Taticamente, o destaque positivo foi o zagueiro David Duarte, que marcou o gol de empate aos 14 minutos do segundo tempo, inflamando a torcida. Entretanto, a desatenção defensiva nos acréscimos permitiu o gol da vitória adversária. O meio-campo tentou ditar o ritmo, mas encontrou dificuldades para superar a compactação do líder do certame, evidenciando a necessidade de ajustes na transição defensiva.

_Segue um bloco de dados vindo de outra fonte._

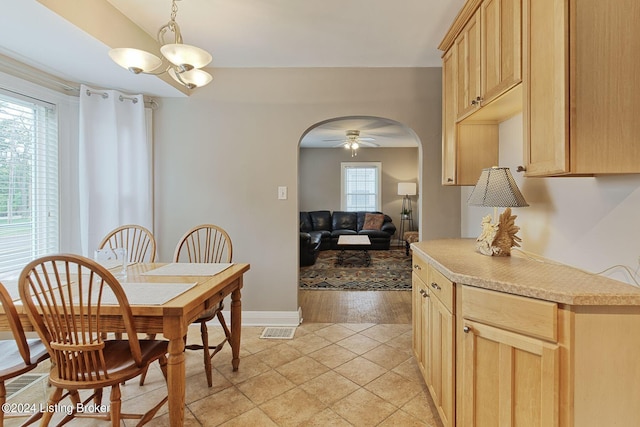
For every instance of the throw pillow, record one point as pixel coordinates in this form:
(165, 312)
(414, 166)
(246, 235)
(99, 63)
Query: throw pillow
(373, 221)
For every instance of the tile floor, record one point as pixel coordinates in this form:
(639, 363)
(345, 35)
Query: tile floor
(328, 375)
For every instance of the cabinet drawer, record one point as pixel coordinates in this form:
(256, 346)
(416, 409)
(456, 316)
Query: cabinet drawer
(421, 268)
(528, 316)
(441, 287)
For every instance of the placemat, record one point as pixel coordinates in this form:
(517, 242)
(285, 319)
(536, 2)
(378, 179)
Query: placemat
(188, 269)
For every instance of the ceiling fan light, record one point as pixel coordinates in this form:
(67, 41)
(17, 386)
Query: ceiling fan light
(135, 60)
(191, 79)
(186, 56)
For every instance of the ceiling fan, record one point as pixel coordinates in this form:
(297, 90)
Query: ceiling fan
(354, 141)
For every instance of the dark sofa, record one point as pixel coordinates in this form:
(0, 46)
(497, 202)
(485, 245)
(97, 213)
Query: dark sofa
(320, 230)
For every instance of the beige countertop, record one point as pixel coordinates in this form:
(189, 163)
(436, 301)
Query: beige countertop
(523, 275)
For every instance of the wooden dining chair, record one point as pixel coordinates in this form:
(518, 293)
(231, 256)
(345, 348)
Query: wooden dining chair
(206, 243)
(141, 247)
(67, 298)
(18, 355)
(136, 239)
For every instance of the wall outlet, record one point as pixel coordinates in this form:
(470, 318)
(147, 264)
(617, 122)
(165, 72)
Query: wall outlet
(282, 193)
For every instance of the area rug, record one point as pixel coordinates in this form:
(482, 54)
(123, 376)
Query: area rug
(389, 271)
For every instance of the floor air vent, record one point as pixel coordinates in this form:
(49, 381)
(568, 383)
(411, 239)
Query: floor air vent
(278, 333)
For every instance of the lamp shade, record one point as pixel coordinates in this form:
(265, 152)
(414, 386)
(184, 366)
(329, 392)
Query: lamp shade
(406, 189)
(135, 60)
(496, 188)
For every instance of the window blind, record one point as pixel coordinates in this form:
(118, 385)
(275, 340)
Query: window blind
(29, 202)
(361, 186)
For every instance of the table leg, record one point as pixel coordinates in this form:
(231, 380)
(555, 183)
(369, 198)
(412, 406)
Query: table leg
(236, 327)
(176, 381)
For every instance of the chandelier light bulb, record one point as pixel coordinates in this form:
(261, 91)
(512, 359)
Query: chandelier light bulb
(135, 60)
(186, 56)
(191, 79)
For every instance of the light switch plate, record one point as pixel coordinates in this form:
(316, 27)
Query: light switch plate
(282, 193)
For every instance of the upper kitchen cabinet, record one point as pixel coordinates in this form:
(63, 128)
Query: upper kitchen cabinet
(467, 49)
(481, 75)
(501, 47)
(486, 38)
(581, 87)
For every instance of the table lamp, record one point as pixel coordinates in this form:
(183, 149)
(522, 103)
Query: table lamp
(406, 189)
(496, 188)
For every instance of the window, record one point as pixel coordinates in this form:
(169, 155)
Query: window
(361, 186)
(28, 181)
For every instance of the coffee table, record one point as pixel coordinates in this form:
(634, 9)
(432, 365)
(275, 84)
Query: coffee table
(357, 243)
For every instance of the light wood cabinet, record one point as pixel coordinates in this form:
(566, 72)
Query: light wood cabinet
(441, 341)
(466, 148)
(501, 47)
(507, 377)
(420, 321)
(467, 54)
(433, 310)
(581, 87)
(481, 75)
(519, 342)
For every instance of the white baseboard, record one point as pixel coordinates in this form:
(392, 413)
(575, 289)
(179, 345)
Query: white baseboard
(267, 318)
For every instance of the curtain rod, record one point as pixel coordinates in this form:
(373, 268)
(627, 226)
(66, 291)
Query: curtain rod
(151, 103)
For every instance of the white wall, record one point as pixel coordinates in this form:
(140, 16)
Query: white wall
(589, 222)
(221, 154)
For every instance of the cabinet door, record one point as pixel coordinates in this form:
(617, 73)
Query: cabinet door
(449, 118)
(468, 68)
(420, 320)
(508, 379)
(500, 46)
(546, 55)
(441, 360)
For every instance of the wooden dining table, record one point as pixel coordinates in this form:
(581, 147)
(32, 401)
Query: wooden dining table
(172, 318)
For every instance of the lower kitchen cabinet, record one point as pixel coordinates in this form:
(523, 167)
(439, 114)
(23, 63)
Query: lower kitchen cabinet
(435, 350)
(515, 342)
(507, 378)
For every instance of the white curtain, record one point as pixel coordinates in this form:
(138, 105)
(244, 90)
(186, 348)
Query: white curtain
(115, 164)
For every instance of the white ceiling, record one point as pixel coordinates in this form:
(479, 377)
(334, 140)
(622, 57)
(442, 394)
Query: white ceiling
(239, 33)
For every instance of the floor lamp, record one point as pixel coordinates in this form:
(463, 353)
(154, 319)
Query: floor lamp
(406, 189)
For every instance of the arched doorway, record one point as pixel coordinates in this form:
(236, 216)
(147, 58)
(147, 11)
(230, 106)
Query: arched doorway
(322, 151)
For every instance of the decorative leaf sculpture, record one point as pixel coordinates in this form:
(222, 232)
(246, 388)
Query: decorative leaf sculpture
(498, 239)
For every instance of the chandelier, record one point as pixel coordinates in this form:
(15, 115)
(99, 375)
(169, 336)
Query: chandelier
(352, 142)
(184, 61)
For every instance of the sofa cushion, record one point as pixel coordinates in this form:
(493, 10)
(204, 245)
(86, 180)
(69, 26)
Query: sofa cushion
(321, 220)
(305, 222)
(345, 221)
(373, 221)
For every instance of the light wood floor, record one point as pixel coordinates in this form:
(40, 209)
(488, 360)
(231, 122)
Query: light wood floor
(323, 306)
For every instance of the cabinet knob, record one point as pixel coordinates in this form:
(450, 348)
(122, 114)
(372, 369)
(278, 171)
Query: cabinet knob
(476, 101)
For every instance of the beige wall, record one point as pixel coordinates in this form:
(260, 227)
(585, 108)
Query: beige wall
(319, 177)
(588, 222)
(221, 154)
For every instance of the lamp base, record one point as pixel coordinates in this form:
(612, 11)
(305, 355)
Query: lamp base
(498, 239)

Nos bastidores, o clima é de indignação com a arbitragem, com o diretor de futebol registrando ofensas em súmula. O foco agora se volta para a 11ª rodada contra o Mirassol, fora de casa. O grupo busca converter o bom volume de jogo em pontos reais para evitar o distanciamento do pelotão de frente e manter viva a chama da briga pela Libertadores.

Análise da Partida

O confronto foi um duelo estratégico de alta voltagem emocional. O Bahia dominou as estatísticas de posse e finalizações, mas a falta de eficácia letal foi determinante. O placar de 2 a 1 para o visitante não refletiu totalmente o que foi o jogo, mas premiou a frieza do adversário em aproveitar os erros tricolores.

A torcida na Fonte Nova deu um show à parte, porém o cansaço relatado pelos jogadores ao final da partida liga o sinal de alerta para Rogerio Ceni. A manutenção da intensidade será crucial para o próximo desafio, visando recuperar os pontos perdidos sob seus domínios nesta jornada.